Leki nasenne prowadzą do demencji?

Najnowsze badania sugerują, że sen jest jeszcze ważniejszym elementem procesu uczenia się, niż do tej pory podejrzewano. Niewykluczone, że w czasie odpoczynku mózg "kasuje" informacje, które uważa za nieistotne i w ten sposób ułatwia sobie dostęp do tych naprawdę ważnych. Czy zatem leki nasenne mogą oddziaływać na ten proces?

15 luty 2017
Artykuł na: 2-3 minuty
Zdrowe zakupy

Za każdym razem, kiedy mózg przyswaja kolejną informację, tworzy nowe neurony i synapsy po to, aby uzyskać szybszy dostęp do konkretnej wiadomości. W rezultacie w głowie powstaje szum informacyjny. Niedawno odkryte białko Homer1A, które uaktywnia się w czasie snu, sprawia, że niektóre synapsy ulegają osłabieniu. Naukowcy podejrzewają zatem, że czas odpoczynku jest niezbędny po to, aby mózg podzielił zdobyte w czasie aktywności informacje na warte zapamiętania i te, bez których możemy się obejść, co poniekąd ratuje nas przed dezorientacją.

Najnowsze badanie na myszach wykazało, że osobniki, u których sztucznie wstrzymano aktywność białka Homer1A, nie były w stanie przywołać z pamięci wiadomości, które przyswoiły dzień wcześniej. Natomiast zwierzęta, u których odpoczynek przebiegał bez zakłóceń, nie miały trudności w zaliczeniu testu.

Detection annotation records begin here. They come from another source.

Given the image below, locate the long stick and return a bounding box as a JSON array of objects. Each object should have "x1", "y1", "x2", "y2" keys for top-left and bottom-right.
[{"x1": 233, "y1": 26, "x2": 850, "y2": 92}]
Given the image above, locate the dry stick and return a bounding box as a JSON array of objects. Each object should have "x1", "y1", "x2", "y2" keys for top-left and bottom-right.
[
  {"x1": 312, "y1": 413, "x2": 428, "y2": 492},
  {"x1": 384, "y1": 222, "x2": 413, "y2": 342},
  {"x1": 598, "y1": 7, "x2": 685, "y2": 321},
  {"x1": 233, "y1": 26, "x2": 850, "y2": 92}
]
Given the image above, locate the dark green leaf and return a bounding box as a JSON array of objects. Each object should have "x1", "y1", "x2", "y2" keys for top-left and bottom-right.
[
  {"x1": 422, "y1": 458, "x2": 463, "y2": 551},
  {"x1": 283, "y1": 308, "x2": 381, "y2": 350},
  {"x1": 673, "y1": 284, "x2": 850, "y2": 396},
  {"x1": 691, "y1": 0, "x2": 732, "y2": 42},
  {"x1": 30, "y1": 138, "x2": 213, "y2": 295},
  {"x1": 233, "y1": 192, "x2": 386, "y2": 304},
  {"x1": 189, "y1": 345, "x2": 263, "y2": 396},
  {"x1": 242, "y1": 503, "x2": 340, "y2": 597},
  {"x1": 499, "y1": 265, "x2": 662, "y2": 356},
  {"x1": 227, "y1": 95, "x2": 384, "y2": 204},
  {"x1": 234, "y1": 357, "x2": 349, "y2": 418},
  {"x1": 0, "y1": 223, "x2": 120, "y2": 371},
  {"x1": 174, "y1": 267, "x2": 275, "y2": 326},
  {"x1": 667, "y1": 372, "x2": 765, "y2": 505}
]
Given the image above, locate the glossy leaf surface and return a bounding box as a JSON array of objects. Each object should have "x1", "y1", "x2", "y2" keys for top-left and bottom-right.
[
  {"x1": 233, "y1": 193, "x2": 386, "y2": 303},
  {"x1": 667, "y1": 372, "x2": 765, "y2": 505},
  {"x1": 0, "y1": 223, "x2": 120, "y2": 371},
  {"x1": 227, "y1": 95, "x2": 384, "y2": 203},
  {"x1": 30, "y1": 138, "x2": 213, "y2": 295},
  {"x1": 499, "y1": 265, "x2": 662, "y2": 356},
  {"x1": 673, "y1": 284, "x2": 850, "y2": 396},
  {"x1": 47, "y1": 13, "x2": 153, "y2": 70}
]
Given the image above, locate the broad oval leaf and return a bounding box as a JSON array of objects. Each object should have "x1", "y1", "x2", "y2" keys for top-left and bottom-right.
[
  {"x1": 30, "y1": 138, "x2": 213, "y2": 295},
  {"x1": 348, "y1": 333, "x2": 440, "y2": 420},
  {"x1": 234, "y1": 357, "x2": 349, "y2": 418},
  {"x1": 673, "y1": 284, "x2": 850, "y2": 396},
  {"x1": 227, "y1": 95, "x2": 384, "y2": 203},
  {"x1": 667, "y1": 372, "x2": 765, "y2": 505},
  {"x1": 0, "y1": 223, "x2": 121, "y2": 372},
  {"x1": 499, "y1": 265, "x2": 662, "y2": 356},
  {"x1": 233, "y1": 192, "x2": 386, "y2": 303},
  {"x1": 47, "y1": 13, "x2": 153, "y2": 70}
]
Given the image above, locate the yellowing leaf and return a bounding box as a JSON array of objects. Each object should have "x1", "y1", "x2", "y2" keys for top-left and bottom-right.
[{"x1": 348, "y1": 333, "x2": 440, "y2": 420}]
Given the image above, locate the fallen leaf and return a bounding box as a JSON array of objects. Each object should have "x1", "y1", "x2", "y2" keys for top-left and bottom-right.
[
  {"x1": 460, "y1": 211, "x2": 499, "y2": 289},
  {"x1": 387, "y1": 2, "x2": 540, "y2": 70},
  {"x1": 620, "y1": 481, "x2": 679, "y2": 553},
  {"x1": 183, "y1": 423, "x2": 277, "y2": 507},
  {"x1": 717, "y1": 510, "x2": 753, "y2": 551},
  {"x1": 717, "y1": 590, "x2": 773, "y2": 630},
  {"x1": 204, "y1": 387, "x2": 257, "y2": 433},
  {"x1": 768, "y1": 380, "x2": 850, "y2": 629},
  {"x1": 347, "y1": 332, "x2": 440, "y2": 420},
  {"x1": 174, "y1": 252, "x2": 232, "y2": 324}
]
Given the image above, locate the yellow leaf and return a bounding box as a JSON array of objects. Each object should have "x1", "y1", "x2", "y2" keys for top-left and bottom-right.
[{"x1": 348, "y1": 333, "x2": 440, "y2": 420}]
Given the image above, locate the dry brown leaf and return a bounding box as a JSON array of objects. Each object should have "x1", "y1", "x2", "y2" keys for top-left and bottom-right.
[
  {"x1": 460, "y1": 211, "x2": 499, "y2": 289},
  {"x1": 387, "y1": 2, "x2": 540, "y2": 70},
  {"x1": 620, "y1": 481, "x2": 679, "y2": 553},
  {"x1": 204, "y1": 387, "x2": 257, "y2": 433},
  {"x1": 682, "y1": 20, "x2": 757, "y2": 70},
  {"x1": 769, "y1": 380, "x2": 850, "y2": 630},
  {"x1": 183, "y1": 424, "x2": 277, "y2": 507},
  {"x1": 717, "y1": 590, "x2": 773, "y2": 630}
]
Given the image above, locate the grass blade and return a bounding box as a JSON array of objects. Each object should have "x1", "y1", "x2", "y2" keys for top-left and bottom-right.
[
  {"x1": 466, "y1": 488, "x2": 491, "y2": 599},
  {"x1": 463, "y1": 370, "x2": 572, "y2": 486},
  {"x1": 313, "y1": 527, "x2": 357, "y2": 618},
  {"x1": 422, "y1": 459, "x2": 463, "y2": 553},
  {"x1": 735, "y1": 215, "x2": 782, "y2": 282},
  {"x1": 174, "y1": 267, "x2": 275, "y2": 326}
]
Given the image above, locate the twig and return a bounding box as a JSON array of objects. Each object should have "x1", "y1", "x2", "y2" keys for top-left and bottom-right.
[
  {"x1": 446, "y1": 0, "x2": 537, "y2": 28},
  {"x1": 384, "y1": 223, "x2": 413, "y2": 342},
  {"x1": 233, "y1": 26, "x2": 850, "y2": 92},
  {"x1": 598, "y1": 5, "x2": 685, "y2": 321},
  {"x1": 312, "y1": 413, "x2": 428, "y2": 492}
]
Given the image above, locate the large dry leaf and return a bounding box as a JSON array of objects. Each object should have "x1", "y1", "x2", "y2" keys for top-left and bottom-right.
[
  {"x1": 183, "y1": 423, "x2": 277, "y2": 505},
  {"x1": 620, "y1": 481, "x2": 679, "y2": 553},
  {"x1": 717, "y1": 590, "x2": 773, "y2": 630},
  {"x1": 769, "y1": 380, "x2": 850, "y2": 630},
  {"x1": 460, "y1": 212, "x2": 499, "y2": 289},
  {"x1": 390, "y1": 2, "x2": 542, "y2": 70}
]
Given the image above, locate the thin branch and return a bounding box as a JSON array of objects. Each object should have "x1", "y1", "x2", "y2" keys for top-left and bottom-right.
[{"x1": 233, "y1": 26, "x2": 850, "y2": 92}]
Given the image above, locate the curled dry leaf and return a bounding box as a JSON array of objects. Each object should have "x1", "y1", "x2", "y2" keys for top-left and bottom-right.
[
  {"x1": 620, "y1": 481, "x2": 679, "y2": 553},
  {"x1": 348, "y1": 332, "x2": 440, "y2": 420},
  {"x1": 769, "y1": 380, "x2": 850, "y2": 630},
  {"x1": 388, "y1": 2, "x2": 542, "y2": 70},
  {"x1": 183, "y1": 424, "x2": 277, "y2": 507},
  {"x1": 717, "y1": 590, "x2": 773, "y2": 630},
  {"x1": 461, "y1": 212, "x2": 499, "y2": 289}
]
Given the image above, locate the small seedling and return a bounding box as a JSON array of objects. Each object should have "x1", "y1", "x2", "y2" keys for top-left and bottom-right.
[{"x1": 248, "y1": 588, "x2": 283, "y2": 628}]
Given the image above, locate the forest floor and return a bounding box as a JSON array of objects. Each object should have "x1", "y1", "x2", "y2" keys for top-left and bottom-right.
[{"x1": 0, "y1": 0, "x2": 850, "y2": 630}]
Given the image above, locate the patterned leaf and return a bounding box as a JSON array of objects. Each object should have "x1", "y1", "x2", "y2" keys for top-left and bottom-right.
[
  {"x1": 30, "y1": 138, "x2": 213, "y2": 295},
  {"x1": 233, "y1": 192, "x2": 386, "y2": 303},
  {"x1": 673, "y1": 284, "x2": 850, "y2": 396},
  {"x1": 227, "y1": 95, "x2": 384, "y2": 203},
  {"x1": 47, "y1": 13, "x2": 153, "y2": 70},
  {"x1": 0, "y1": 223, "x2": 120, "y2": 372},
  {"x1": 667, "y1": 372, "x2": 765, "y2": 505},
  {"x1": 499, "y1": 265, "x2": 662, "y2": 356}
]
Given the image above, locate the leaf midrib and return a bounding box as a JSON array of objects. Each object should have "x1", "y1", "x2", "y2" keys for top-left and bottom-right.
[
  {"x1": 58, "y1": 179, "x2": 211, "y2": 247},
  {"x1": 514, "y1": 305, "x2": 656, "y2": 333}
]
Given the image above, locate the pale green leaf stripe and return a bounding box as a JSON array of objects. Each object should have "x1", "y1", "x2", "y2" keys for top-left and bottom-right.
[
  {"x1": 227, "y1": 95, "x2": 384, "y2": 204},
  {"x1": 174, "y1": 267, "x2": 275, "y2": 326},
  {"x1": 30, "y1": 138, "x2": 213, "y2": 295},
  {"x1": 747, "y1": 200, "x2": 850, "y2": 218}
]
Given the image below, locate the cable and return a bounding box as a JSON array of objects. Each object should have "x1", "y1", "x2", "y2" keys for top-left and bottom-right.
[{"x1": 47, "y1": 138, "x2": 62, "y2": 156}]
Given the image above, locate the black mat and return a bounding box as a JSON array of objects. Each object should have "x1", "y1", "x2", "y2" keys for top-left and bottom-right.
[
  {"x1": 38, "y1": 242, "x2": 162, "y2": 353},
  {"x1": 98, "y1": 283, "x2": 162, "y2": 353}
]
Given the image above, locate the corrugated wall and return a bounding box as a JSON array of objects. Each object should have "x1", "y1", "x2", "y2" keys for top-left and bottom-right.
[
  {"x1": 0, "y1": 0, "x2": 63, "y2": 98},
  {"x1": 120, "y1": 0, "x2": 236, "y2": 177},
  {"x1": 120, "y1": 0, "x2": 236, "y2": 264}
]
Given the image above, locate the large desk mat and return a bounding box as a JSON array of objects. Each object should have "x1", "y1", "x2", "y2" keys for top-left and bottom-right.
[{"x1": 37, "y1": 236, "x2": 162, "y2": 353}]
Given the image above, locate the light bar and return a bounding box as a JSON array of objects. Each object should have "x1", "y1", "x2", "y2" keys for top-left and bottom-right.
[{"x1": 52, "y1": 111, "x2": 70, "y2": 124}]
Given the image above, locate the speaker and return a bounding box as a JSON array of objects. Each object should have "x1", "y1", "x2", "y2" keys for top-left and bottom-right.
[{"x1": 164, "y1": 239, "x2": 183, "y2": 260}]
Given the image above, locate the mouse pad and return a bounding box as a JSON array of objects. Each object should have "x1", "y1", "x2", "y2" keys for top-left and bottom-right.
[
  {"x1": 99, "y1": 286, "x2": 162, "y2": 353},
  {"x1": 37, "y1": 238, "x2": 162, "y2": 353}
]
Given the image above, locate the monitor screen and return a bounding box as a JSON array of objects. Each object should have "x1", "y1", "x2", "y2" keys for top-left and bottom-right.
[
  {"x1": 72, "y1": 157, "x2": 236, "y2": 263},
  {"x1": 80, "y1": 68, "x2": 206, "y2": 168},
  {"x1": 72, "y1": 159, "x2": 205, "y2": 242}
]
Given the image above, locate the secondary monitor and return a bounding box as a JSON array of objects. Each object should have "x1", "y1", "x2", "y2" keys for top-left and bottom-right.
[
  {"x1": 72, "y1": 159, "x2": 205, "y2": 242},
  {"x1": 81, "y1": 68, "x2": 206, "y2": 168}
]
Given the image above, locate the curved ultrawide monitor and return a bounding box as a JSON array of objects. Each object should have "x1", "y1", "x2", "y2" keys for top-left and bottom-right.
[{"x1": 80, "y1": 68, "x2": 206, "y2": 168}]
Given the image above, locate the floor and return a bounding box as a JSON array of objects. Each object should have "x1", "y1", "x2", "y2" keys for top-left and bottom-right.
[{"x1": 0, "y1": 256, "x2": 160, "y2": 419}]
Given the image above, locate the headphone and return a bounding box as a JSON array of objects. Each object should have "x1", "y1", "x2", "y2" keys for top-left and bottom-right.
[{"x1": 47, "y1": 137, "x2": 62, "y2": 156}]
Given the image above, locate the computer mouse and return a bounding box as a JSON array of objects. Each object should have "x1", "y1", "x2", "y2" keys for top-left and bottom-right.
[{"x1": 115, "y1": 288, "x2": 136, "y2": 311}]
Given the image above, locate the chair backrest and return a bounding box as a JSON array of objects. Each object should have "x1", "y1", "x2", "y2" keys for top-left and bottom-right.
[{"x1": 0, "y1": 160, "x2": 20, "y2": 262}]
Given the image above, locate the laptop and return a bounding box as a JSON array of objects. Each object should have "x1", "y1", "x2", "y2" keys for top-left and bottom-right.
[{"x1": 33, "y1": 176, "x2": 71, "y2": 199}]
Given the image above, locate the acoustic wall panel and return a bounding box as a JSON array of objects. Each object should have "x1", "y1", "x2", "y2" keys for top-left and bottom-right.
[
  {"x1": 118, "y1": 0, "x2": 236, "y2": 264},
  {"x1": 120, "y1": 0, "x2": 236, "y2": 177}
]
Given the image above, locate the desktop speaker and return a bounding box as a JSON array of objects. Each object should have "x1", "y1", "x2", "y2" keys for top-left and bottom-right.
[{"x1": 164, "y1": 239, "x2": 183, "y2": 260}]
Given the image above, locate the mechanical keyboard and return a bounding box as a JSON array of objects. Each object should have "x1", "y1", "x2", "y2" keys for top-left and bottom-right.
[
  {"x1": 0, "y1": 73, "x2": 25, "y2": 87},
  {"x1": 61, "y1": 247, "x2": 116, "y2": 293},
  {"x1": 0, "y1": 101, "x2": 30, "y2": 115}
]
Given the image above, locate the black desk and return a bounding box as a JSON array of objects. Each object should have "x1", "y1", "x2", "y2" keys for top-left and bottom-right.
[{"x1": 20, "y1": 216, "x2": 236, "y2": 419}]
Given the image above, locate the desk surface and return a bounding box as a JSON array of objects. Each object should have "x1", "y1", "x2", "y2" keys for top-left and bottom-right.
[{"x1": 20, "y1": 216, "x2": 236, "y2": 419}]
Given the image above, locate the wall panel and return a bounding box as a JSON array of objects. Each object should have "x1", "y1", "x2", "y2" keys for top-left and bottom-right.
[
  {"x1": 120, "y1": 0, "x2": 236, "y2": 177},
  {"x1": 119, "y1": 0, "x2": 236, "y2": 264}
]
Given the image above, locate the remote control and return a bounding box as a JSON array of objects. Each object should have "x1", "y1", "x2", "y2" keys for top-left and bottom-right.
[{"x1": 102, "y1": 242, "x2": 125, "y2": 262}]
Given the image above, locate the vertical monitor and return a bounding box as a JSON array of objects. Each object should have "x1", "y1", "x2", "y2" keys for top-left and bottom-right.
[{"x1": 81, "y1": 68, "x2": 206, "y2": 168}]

Eksperci nie wykluczają też, że leki nasenne mogą przyczyniać się do pogorszenia stanu pamięci poprzez stymulowanie aktywności białka Homer1A. Aby jednak zbadać ewentualną zależność między tabletkami nasennymi a rozwojem demencji, konieczne będą kolejne badania.

Mechanizmy związane ze snem wciąż pozostają zagadką dla badaczy. Wiemy już, że jego niewystarczająca jakość może prowadzić do wielu chorób, a brak - nawet do śmierci. Wciąż jednak pozostaje wiele do odkrycia.